Inspiration
Understanding how digital communication evolves through slang. Modern language is fragmented across platforms, generations, and communities, and we wanted to map these patterns to reveal the hidden structure behind how people actually talk online.
What it does
Analyzes 1,779 slang terms to uncover 8 semantic clusters representing how slang functions in digital social contexts: from emotional expression and humor to relationship dynamics and online identity. The analysis reveals that most slang (24.5%) serves self-expression and praise functions.
How we built it
The project was built using a Python-based EDA pipeline. The slang dataset was cleaned and preprocessed, and each term’s description, example, and context were combined into a unified text representation. TF-IDF was used to transform the text into numerical features that capture linguistic patterns, followed by K-Means clustering to group terms with similar meanings and usage. Each cluster was then interpreted and labeled based on its underlying social function.
Challenges we ran into
Balancing cluster granularity (too few = overgeneralization, too many = noise), handling overlapping themes across clusters (emotional expression appears in 6/8 clusters), and interpreting semantic patterns from TF-IDF weights without losing contextual nuance.
Accomplishments that we're proud of
The analysis uncovered meaningful semantic structure within unstructured slang data. The resulting clusters aligned with real social functions such as humor, relationships, and reactions, and eight well-defined groups successfully captured 1,779 diverse terms with clear thematic coherence.
What we learned
The analysis showed that slang is not random but organized around specific social needs.
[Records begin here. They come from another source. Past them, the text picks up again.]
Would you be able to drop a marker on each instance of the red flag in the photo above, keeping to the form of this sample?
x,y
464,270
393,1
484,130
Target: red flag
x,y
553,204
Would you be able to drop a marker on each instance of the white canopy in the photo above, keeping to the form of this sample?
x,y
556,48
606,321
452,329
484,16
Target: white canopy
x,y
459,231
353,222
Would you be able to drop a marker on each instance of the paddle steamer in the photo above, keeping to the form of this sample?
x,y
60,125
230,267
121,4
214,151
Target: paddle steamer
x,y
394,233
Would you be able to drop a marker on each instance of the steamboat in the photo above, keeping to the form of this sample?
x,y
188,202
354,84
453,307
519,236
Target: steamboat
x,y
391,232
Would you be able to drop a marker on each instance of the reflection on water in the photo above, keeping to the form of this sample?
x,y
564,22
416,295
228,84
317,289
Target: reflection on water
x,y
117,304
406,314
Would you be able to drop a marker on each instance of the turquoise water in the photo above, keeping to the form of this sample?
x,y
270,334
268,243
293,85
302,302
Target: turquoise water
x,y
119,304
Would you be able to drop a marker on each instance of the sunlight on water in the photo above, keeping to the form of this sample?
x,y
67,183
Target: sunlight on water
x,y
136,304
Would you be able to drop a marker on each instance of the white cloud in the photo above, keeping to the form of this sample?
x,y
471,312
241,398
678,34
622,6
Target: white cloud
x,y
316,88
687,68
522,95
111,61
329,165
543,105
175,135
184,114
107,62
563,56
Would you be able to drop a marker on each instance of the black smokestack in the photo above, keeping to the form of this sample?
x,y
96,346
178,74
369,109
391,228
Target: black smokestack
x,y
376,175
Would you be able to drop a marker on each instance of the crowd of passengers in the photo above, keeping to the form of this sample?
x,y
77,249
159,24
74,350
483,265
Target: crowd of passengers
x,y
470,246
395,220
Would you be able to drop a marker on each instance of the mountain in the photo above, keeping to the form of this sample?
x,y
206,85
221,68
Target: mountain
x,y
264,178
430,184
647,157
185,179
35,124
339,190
Emotional expression appears across most clusters, and digital communication shapes distinct linguistic categories that traditional dictionaries often overlook. The combination of TF-IDF and K-Means proved effective for capturing semantic similarity in informal, casual language.
What's next for Holistic Context Clustering(EDA)
Temporal analysis to track how clusters evolve over time, sentiment scoring within clusters, platform-specific analysis (TikTok vs Twitter slang patterns), and building a predictive model to auto-classify new slang terms into discovered categories.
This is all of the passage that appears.